Economic growth cooled off worldwide in 2019. After a period of ample growth in the real gross domestic product (GDP), US growth weakened somewhat to 2.1% on an annual basis while Eurozone growth slowed to 1.2% on an annual basis. This was due to, among other things, the uncertainty caused by the US-China trade war, which dampened both readiness to invest and the growth in world trade.
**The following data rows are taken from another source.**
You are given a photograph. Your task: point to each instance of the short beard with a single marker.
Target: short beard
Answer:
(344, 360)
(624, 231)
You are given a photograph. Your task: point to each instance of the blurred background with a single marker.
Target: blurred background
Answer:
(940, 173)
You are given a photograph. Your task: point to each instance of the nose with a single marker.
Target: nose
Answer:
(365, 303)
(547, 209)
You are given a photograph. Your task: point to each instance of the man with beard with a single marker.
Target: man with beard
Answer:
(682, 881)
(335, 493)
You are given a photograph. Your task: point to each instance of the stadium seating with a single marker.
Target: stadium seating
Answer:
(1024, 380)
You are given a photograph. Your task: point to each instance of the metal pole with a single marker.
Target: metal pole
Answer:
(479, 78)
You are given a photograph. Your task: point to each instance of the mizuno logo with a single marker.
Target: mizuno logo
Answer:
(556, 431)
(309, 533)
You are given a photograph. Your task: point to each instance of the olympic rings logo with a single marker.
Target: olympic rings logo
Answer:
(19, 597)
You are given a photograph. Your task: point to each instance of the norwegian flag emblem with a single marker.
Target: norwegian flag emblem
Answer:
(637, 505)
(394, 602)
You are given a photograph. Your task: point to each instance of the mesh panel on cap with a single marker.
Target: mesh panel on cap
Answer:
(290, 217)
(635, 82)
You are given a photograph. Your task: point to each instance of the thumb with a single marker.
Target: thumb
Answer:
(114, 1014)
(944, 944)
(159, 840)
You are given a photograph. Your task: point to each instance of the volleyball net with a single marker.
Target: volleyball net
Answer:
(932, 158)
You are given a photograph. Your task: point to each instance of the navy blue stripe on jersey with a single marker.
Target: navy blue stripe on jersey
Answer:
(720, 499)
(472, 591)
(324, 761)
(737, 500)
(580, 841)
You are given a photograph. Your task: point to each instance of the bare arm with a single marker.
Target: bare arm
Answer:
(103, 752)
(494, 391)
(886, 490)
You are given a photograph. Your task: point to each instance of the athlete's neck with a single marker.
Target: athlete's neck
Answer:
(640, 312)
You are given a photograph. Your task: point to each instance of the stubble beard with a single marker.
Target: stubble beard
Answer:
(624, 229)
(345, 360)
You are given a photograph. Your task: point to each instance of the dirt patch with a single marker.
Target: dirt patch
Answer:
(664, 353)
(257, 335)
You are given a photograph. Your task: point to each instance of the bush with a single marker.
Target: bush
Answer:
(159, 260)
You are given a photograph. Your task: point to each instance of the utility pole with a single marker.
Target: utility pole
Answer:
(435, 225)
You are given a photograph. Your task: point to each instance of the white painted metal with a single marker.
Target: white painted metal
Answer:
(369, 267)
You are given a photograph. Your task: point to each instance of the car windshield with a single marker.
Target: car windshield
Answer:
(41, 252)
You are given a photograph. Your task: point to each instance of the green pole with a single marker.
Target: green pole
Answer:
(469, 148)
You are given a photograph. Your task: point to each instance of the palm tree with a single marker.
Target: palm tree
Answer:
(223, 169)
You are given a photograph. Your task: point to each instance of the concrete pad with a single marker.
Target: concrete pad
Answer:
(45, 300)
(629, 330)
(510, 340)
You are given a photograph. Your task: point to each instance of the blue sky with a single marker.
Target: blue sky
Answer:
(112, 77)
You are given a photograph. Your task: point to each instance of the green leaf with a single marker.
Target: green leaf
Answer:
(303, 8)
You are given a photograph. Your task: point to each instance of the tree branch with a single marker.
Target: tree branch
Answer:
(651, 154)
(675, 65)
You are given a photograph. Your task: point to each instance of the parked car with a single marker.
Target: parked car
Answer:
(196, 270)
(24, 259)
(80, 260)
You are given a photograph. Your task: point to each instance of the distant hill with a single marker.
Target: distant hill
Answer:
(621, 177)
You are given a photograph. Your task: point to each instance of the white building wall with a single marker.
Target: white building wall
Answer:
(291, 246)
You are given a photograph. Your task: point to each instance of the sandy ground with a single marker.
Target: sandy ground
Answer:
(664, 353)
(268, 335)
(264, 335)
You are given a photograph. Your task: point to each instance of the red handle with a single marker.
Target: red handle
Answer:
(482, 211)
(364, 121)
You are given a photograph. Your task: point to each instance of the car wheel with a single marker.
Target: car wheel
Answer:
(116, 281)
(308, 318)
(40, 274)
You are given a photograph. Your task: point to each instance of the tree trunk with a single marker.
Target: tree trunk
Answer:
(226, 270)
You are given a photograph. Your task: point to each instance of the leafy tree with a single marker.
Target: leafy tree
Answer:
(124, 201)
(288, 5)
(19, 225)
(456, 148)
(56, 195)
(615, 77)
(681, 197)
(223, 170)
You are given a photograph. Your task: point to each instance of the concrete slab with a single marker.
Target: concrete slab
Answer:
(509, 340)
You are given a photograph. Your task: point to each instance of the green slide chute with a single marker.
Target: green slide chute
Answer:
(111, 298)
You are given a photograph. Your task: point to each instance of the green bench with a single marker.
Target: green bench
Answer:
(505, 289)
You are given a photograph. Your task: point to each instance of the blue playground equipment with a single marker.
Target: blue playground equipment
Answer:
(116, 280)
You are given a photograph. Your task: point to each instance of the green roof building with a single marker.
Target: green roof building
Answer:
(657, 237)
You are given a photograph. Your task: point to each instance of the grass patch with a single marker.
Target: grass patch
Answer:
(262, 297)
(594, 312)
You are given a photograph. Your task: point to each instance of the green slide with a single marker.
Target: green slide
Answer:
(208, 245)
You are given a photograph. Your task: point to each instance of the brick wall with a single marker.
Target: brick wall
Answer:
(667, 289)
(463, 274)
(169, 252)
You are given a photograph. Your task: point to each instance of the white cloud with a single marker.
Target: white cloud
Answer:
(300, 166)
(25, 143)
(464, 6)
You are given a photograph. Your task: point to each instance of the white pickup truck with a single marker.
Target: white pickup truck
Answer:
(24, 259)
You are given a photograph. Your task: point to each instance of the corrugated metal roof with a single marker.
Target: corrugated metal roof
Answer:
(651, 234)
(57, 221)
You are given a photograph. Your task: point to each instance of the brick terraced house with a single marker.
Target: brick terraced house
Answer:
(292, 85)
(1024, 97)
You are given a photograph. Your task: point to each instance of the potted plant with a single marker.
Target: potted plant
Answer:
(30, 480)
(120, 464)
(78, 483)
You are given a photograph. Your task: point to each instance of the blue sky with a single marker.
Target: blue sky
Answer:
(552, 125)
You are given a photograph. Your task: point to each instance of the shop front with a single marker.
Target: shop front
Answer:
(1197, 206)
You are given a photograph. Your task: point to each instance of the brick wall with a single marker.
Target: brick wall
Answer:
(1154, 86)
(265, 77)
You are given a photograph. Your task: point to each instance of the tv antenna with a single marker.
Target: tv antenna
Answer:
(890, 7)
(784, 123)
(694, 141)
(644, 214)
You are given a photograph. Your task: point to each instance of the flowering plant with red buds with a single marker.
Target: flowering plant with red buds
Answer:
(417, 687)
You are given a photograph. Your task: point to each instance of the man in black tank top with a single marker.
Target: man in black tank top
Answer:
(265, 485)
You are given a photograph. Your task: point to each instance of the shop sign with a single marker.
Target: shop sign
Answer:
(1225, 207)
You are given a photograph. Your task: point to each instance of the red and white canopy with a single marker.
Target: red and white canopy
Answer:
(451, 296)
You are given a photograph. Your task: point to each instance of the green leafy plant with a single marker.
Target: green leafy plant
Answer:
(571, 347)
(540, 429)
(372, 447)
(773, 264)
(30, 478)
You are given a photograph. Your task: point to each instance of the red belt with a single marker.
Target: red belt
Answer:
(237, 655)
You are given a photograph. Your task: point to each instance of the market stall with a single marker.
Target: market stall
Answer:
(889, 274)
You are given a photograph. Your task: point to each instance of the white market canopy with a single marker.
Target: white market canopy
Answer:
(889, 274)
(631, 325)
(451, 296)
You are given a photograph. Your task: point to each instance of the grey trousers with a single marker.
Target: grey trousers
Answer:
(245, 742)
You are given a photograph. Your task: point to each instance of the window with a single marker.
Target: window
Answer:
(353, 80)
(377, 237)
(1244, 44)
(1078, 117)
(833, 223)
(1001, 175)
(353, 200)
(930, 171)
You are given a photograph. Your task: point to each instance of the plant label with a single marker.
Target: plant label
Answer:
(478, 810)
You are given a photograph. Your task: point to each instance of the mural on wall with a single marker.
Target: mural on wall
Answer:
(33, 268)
This has affected particularly the industrial sector, while the services sector - much more dependent on domestic demand - in fact continues to do relatively well. The strong labour market and high consumer confidence still support consumer spending in the developed world. Because unemployment is now very low, job growth is declining, however, and growth in consumer expenditure will increasingly have to come from wage growth. Wage growth has been picking up in both the Eurozone and the US since 2018, and is now at over 2% on annual basis in the Eurozone and over 3% in the US. The outlook for consumer expenditure consequently remains reasonable. The likelihood of a chaotic no-deal Brexit appears to have decreased significantly in the UK. In the UK elections last December, Boris Johnson managed to win a large majority in Parliament, allowing him to easily pilot the exit agreement concluded with the EU through Parliament.
The expectation at the beginning of 2019 was still that the US and Eurozone central banks would raise policy interest rates (further) in 2019, thus prompting a continuation of the normalisation of the monetary policy. As a result of a cyclical slowdown in growth stemming mainly from increased uncertainty due to the US-China trade war, in combination with the lack of any noteworthy increase in inflation (forecasts), the policy interest rates were in fact lowered. The US central bank labelled it a ‘mid-cycle adjustment’ and lowered the interest rate three times by 25 basis points. Liquidity in the financial system was also increased. The ECB decided in September to not only lower the interest rate, but to also resume its bond-buying programme (for 20 billion per month).
Declining interest rates
The prospect of interest rate cuts by the central banks ensured that at the beginning of the year, equities markets made up much of the price drops of the last quarter of 2018. Later in the year, the prospect of a (partial) trade agreement between China and the United States caused price gains to be expanded. Equities markets in developed countries ultimately booked gains of almost 30%. Emerging markets booked gains of over 20%.
The low interest rates had already anticipated the policy turnaround by the central banks, and a decline set in from autumn 2018 onwards. For 2019 as a whole, the German 10-year interest rate fell 45 basis points to -0.20%. A level of -0.71% was reached in the interim, followed however by recovery. The 30-year swap rate was briefly negative for the first time, but finished the year at 0.60%. The decrease in long-term interest rates ensured that bonds achieved a positive return.
Rising oil price
Brent oil started the year with a substantial increase. Inventories decreased, due to sanctions the United States imposed on Venezuela, among other reasons. The oil price continued to rise over the course of the year, due in part to attacks carried out on two important oil installations in Saudi Arabia. The installations - which accounted for 50% of Saudi oil production - were quickly repaired, however, causing the price shock to disappear. The rise in the oil price continued at the end of the year. Commodities investors invest in forward contracts. Before the expiration of the contract, it is sold and new contracts with a longer term are bought in, a process that repeats itself monthly. Because of the lower inventories, forward contracts are in backwardation, meaning that the price of future contracts is lower than the spot rate. This generates a positive roll yield.
The total return on client investment portfolios was positive. All asset classes except for currency hedge and inflation instruments contributed positively. Equities, commodities and listed property saw the highest returns. Government bonds and interest rate swaps, among others, likewise achieved a positive return. At the same time, the long-term interest rates in the Eurozone decreased, pushing up pension liabilities (what we need to pay to pensioners in the future and currently).